Due giocatori simbolo di Lugano e Bellinzona hanno mostrato amarezza per il trattamento riservato loro dai club, apparentemente privo di riconoscenza
Sono segnali che fanno preoccupare i tifosi quelli lanciati negli ultimi giorni da Fc Lugano e Ac Bellinzona, le due società di punta del calcio ticinese. Per la verità, a gettare il sasso nello stagno non sono stati direttamente i due club, bensì due dei loro giocatori, che hanno comunicato un certo malessere e una certa delusione. E a farlo non sono stati un paio di atleti fra i tanti, presi così a caso, ma proprio i due uomini più rappresentativi delle rispettive compagini.
Nel caso granata, si tratta di Matteo Tosetti, che insieme a Dragan Mihajlovic rappresenta l’anima locale – sopracenerina doc – della squadra della capitale. Al termine di un altro campionato caratterizzato da risultati di squadra estremamente altalenanti, il 32enne centrocampista non è riuscito a trattenersi e ha fatto sapere che, oltre al rammarico per aver nuovamente deluso i sostenitori con prestazioni come detto prive della necessaria continuità, nello spogliatoio granata c’è anche parecchio smarrimento per la mancanza di chiarezza che domina questo finale di stagione. A sua detta, infatti, pur avendo ottenuto la salvezza nel torneo cadetto con un certo anticipo, sotto i Castelli impera una totale mancanza di programmazione e di una chiara visione del futuro.
Pare infatti che a nessuno dei giocatori sia stato ancora rinnovato il contratto per la prossima stagione, ed è dunque normale che ad aleggiare sia la preoccupazione. Per queste persone, infatti, il calcio è la fonte primaria di sostentamento, e l’incertezza sul proprio futuro – per uno sportivo professionista – è quanto di meno auspicato possa esserci. Specie per chi, come Tosetti appunto, non è più un ragazzino (classe 1992) e, come si dice, tiene ormai famiglia, cioè figli a cui dover provvedere.

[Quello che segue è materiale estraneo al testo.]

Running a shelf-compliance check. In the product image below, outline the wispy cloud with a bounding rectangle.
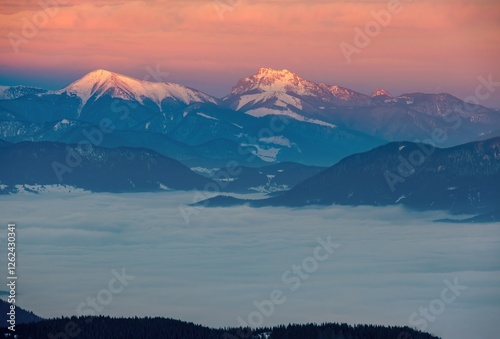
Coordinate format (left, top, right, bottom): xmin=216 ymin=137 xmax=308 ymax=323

Finora, ha pazientemente aspettato un cenno dalla società – a cui darebbe ovviamente la precedenza – ma è del tutto legittimo che, ormai stringendo il tempo, cominci a guardarsi in giro. La cessione del club a potenziali acquirenti – che in inverno era stata spacciata come fosse ormai cosa fatta – non si è ancora concretizzata. Ma, continuando così, c’è il rischio che – anche dovesse davvero andare in porto – i nuovi padroni si ritrovino privi dei giocatori necessari ad affrontare una nuova stagione, perché nel frattempo si saranno, comprensibilmente, accasati altrove.

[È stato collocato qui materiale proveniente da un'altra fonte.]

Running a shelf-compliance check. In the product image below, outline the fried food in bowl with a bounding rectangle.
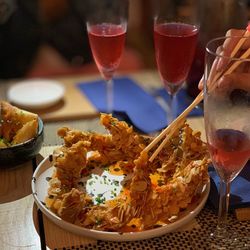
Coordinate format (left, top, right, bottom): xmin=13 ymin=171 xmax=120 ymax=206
xmin=44 ymin=114 xmax=210 ymax=232
xmin=0 ymin=101 xmax=43 ymax=167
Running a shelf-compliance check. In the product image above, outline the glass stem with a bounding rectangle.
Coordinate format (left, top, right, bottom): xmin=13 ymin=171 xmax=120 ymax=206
xmin=167 ymin=94 xmax=176 ymax=124
xmin=217 ymin=180 xmax=230 ymax=234
xmin=107 ymin=78 xmax=114 ymax=113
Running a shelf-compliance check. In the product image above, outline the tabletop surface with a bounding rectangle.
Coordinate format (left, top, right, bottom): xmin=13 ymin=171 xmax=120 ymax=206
xmin=0 ymin=71 xmax=250 ymax=250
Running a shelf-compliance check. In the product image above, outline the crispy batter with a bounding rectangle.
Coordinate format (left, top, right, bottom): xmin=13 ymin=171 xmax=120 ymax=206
xmin=0 ymin=101 xmax=38 ymax=147
xmin=47 ymin=114 xmax=210 ymax=231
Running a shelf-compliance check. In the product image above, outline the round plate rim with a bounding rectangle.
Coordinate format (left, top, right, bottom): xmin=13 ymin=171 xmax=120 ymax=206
xmin=31 ymin=156 xmax=210 ymax=241
xmin=7 ymin=78 xmax=65 ymax=109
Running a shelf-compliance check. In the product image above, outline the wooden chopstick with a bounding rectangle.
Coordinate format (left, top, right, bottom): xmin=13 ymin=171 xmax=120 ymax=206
xmin=143 ymin=27 xmax=250 ymax=162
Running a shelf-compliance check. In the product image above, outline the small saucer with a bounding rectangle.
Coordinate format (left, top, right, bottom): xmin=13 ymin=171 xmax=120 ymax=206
xmin=7 ymin=79 xmax=64 ymax=109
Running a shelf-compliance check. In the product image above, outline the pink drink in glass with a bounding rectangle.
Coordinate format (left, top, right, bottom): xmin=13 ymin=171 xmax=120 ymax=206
xmin=88 ymin=23 xmax=126 ymax=80
xmin=154 ymin=23 xmax=198 ymax=94
xmin=209 ymin=129 xmax=250 ymax=180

Diverso, ma ugualmente toccante, è il caso del capitano bianconero Jonathan Sabbatini, che al termine del penultimo turno del massimo campionato contro lo Zurigo ha affidato ai microfoni della Televisione il suo disappunto – o meglio la sua grande amarezza – per la distanza fra quelle che sarebbero le sue pretese nei confronti della società e quanto i dirigenti gli hanno invece proposto per il prossimo anno. L’uruguagio, che nell’ultima dozzina d’anni ha rappresentato come nessun altro l’identità e il cuore del Lugano, parrebbe non più rientrare nei piani del club, almeno in veste di giocatore della prima squadra. Lui, però, malgrado gli anni che passano – ne ha già compiuti 36 – si sente ancora in grado di poter dire la sua ai massimi livelli del calcio svizzero. E le sue buone prestazioni, benché sempre più dosate, stanno a dimostrare che non si sbaglia.
Il problema è che – al contrario di quanto succede a Bellinzona – in riva al Ceresio di programmazione ce n’è fin troppa, come succede in tutte le grandi squadre. I successi di questi ultimi anni, infatti, sono proprio il frutto di una oculata e lungimirante gestione, la quale prevede però, purtroppo per Sabbatini, la valorizzazione dei giovani e la monetizzazione che da essa può derivare in caso di mercato in uscita. Una strategia che, per quanto fin qui dimostratasi pagante e vincente, non contempla ovviamente ulteriori investimenti su uomini che, come il capitano, sono destinati un domani a non fruttare al club nemmeno un franco. Discutibile finché si vuole, è comunque la strada battuta dal football moderno, che purtroppo non tende certo a commuoversi davanti alle bandiere, e non riconosce la gratitudine che a queste – in un mondo ideale – si dovrebbe invece mostrare.